“孃親!”只看著刀淼淼嘴裡裹著手指,砸吧作響,口水橫流,好不香甜。只比巷子裡那小兒痴呆怕是好不了幾分。
玉瑤再明顯不過的嫌棄,抄起帕子捂著嘴,強忍著好一陣噁心。
刀淼淼大步流星地走到玉瑤身前,將那嘬得發紅的手指遞到玉瑤身前。
“這個糖果好甜,淼淼都捨不得吃,都留著給孃親吃,孃親要是再不吃就化了。”刀淼淼憨憨地笑著,當真像極了那三五歲的孩童。
玉瑤心頭忍不住好一陣發酸。腦海中不禁回想起,淼淼不過還是個穿著開襠褲的孩子,只看著刀飛飛那小賤人不知從哪裡弄來的好不稀奇罕見的糖果,便扯著自己的衣襟哭鬧個沒完。
可憐自己那時只是個不招人待見的姨娘,平時的月例,便是上下打點府中的關係都是捉襟見肘,不得不省吃儉用紮緊褲腰帶,哪裡還有閒出的銀兩給淼淼買什麼稀罕物件。眼看著刀淼淼哭鬧不止,要得緊了,只得隨手蘸了些蜜糖,塞入淼淼口中,騙她是糖果,這才勉強糊弄過去。
玉瑤怎麼也想不到,淼淼竟然至今還記得。玉瑤只覺得眼眶有些發燙,淚水不住地打轉,不過片刻,只將刀淼淼攬在懷裡。
“好孩子,也許這樣也挺好,至少你還活著!”
刀淼淼在醉心閣這一鬧便是半日,自己倒是精力滿滿,只是刀霸天剛剛散朝歸來,便聽聞了刀淼淼大鬧醉心閣之事,慌忙趕來。
“我刀霸天竟是造了什麼孽,兩個女兒如今一傻一呆,原本還指望著,指望著她們,唉!”
玉瑤小心地上前,輕輕地拍打著刀霸天的後背。
“將軍莫急,將軍還有瑤兒。”玉瑤眼看著刀霸天轉身,便抄起帕子做嘔吐狀。
刀霸天小心地將人向懷裡拉近了幾分,手溫柔地探向玉瑤的小腹。
眼看著這兩個女兒怕是不中用了,還好天不亡我刀家,這腹中的孩兒,或許就是我護國將軍府的指望。

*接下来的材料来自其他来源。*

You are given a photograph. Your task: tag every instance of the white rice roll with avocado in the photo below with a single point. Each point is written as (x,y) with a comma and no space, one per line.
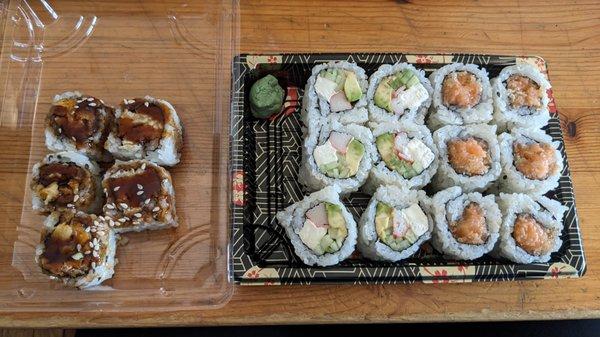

是夜,刀飛飛晚膳用得多了些,只覺得有些腹脹難忍,便隨處溜達消化食。只聽聞身後隱隱有些動靜。四下望去,忙著尋一件趁手的傢伙事,只是自上次自己一不小心誤傷了那死太監之後,這院子裡便是一根柴火棍也不見,不得不說,自家老爹還真是防火防盜防飛飛,這一招高,實在是高。
“長姐可是在尋找這個!”
刀飛飛只覺得心頭一驚,猛然回頭,眼看著一個木棒便朝自己揮來,此時不跑更待何時。
“你,好話好說,你別過來!”刀飛飛眼看著被逼到假山處,跑得上氣不接下氣,只怕是再跑下去,沒被刀淼淼一棒子拍死,先被自己累死。
刀飛飛的話貌似起了作用,只見刀淼淼當真將那木棒扔做一旁,雙手扶著膝蓋,死命地喘著。
“你,你不是傻了麼?”正所謂打人不打臉,揭人不揭短,只是她刀飛飛是誰,打人不光要打臉,還不能偏心,打完左臉再打右臉。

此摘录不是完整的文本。